Este hambre de sonido es casi tan aguda como el deseo, como si uno pudiera honrar cada centímetro de piel con palabras; y así, suspender el tiempo. Una palabra se encuentra como en casa en el deseo. Ninguna estación del corazón está más llena de soledad que el deseo, que mantiene el mundo preparado, envenenado por la belleza, cuya única permanencia es la pérdida. Maurice tenía una opinión tan definitiva de los poemas que publiqué antes de regresar a Idhra, que declaró con un tono de compasión por los ignorantes: «Esto no son poemas, son historias de fantasmas».

Lo que también quería decir pero no dijo era: Antes de que naciera nuestro hijo Yosha, yo también pensaba que creía en la muerte. Pero sólo me convencí al ser padre.

Después de un año en Idhra, al final del verano, Maurice, Irena y Yosha, que aún iba a gatas, vinieron de visita.

Maurice y yo pasamos muchas tardes calurosas en el pequeño patio de la taberna de la señora Karouzos mientras Irena y Yosha descansaban.

Una tarde, mientras conversábamos, Maurice hizo rodar un limón bajo la gruesa palma de su mano, sobre el mantel blanco y azul. Dijo:

—Sa —siempre comienza un comentario del que está particularmente orgulloso con «c’est ça», que en su prisa por exponer la idea se convierte en un farfullo.

—¡Quieres ser como Zeuxis, señor de la luz, que pintó unas uvas tan reales que los pájaros intentaron comérselas!

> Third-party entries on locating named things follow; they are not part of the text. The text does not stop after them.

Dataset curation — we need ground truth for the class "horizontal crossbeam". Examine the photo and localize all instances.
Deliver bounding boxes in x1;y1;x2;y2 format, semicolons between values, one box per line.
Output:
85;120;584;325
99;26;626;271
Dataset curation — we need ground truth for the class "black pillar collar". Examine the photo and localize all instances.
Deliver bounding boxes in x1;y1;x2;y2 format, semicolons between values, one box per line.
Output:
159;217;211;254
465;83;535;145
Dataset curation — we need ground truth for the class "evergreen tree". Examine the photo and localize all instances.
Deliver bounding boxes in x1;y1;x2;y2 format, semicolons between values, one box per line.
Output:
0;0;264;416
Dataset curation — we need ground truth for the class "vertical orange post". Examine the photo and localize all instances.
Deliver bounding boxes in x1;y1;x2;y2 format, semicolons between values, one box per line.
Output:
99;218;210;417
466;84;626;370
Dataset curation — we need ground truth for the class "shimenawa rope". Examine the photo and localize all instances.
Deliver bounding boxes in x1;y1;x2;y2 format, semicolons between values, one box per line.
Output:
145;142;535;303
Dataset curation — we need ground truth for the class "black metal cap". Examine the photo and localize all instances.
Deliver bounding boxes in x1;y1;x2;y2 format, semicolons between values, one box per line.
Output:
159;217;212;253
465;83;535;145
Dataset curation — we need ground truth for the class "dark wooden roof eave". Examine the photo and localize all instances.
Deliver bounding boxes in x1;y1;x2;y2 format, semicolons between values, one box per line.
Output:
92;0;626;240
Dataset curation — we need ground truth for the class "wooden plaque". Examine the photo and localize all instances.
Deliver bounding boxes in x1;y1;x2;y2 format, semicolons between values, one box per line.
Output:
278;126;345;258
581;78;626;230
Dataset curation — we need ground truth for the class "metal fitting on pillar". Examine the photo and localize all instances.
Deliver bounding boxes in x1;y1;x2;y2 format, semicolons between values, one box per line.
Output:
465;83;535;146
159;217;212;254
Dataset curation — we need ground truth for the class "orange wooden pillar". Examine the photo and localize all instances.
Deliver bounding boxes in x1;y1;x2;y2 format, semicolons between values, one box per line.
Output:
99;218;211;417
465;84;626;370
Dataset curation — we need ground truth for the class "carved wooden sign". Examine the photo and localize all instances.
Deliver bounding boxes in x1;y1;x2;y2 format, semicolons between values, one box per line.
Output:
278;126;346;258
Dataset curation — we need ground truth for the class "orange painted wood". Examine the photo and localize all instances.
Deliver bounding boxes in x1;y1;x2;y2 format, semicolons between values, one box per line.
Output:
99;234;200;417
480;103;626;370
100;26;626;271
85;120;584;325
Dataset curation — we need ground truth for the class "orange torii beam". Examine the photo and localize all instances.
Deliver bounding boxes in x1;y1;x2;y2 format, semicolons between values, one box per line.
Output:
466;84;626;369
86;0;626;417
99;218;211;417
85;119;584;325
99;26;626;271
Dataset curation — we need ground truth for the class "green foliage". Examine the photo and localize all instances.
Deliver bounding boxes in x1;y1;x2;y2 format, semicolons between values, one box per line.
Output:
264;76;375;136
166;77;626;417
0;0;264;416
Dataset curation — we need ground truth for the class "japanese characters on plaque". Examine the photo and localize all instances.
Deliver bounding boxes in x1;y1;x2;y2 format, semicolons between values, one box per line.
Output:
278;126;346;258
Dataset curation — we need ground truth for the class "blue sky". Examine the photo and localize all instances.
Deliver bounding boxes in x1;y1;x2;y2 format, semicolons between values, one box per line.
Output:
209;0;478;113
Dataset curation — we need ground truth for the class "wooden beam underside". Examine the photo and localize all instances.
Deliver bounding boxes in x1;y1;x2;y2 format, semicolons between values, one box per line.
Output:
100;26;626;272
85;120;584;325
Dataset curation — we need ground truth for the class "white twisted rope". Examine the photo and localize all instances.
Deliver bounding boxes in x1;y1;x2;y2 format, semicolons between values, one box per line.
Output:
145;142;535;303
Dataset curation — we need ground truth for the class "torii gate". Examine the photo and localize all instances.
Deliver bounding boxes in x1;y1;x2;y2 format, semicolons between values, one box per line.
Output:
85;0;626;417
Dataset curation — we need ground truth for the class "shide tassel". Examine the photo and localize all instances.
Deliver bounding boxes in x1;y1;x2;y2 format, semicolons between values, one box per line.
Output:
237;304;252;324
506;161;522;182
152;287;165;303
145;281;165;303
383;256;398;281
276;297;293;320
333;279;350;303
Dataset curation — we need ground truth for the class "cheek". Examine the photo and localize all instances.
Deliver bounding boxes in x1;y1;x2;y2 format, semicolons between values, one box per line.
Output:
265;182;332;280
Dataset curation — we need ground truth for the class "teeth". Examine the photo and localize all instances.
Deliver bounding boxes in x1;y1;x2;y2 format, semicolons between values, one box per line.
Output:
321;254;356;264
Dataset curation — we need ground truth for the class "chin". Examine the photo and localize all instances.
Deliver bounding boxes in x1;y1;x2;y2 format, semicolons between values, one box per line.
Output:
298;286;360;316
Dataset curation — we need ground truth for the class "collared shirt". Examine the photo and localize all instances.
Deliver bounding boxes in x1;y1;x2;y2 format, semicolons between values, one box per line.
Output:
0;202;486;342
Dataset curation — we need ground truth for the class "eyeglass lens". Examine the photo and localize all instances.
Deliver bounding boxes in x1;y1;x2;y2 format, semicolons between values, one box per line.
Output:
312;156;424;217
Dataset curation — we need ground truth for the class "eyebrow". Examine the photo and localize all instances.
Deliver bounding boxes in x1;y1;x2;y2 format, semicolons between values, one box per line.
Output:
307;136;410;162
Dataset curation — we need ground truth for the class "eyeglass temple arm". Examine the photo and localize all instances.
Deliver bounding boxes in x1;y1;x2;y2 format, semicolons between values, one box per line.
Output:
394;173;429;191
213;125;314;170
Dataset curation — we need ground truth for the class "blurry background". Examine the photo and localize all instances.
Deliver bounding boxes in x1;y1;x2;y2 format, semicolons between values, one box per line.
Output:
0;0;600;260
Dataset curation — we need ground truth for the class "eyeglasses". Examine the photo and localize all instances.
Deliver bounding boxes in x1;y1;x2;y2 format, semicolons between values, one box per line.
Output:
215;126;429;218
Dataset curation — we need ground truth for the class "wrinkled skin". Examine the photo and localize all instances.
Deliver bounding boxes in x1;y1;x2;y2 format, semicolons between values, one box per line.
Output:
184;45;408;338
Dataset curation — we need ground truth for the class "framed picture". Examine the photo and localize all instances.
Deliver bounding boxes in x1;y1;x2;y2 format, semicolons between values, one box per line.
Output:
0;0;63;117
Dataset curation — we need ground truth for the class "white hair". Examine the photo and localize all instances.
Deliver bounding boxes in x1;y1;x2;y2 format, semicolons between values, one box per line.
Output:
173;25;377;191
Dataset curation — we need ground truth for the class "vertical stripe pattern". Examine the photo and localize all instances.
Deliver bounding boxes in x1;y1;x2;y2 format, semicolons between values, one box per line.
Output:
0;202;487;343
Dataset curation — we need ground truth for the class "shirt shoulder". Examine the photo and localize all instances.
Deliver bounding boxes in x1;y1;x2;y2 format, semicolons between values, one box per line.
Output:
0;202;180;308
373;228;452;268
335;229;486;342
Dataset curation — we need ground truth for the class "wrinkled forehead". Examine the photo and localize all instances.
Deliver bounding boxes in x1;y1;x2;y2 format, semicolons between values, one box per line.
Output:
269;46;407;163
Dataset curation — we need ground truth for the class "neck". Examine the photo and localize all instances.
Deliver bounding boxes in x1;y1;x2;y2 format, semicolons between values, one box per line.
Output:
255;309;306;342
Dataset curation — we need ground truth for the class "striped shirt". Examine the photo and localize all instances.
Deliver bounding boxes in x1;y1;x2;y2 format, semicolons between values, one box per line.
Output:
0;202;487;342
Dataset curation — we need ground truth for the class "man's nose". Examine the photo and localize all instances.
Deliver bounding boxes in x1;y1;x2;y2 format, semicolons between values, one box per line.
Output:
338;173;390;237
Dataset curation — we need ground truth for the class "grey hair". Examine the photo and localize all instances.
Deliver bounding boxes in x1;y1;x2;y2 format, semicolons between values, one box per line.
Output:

Me recliné en la silla, levantando las patas delanteras, con la cabeza apoyada contra el muro de piedra. El patio se inclinó. Las contraventanas verdes y un cielo puro. Luego miré el rostro enrojecido y muy redondo de Maurice. Irena y él eran los únicos amigos que tenía sobre la tierra. No podía parar de reírme y pronto él también se estaba riendo. El limón se escapó de la mano de Maurice y se tambaleó callejuela abajo hasta el muelle.

Desde el principio me sentí como en casa en estas colinas, con imágenes rotas suspendidas sobre todos los abismos, todos los valles, el espíritu volviendo la vista al cuerpo. Las túnicas azules de su Señor más pálidas que las flores, la cara de su Redentor fraccionada por el clima. Imágenes en cajas de madera diminutas como casetas de pájaros, con la pintura agrietada y la madera raída como una soga por la lluvia y el sol. Escribía rodeado de un zumbido calmo, con el calor que barnizaba las hojas de los árboles, que volvía blancas las casas sudorosas, los tejados rojos y calientes revolviéndose deslumbrados.

Pero también sabía que sería siempre un extraño en Grecia, por mucho tiempo que viviera allí. De modo que a lo largo de los años intenté anclarme en los detalles de la isla: el sol quemando la noche hasta hacerla desaparecer de la superficie del mar, las huertas de olivos bajo la lluvia invernal. Y en la amistad de la señora Karouzos y su hijo, que me cuidaban desde una cierta distancia.

Intenté bordar la oscuridad, suturas negras donde cosía mis piedras centelleantes, seguras y apretadas, enterradas en la tela: los intermezzos de Bella, los mapas de Athos, las palabras de Alex, Maurice e Irena. Negro sobre negro, hasta que la única manera de ver la textura habría sido colocar toda la tela bajo la luz.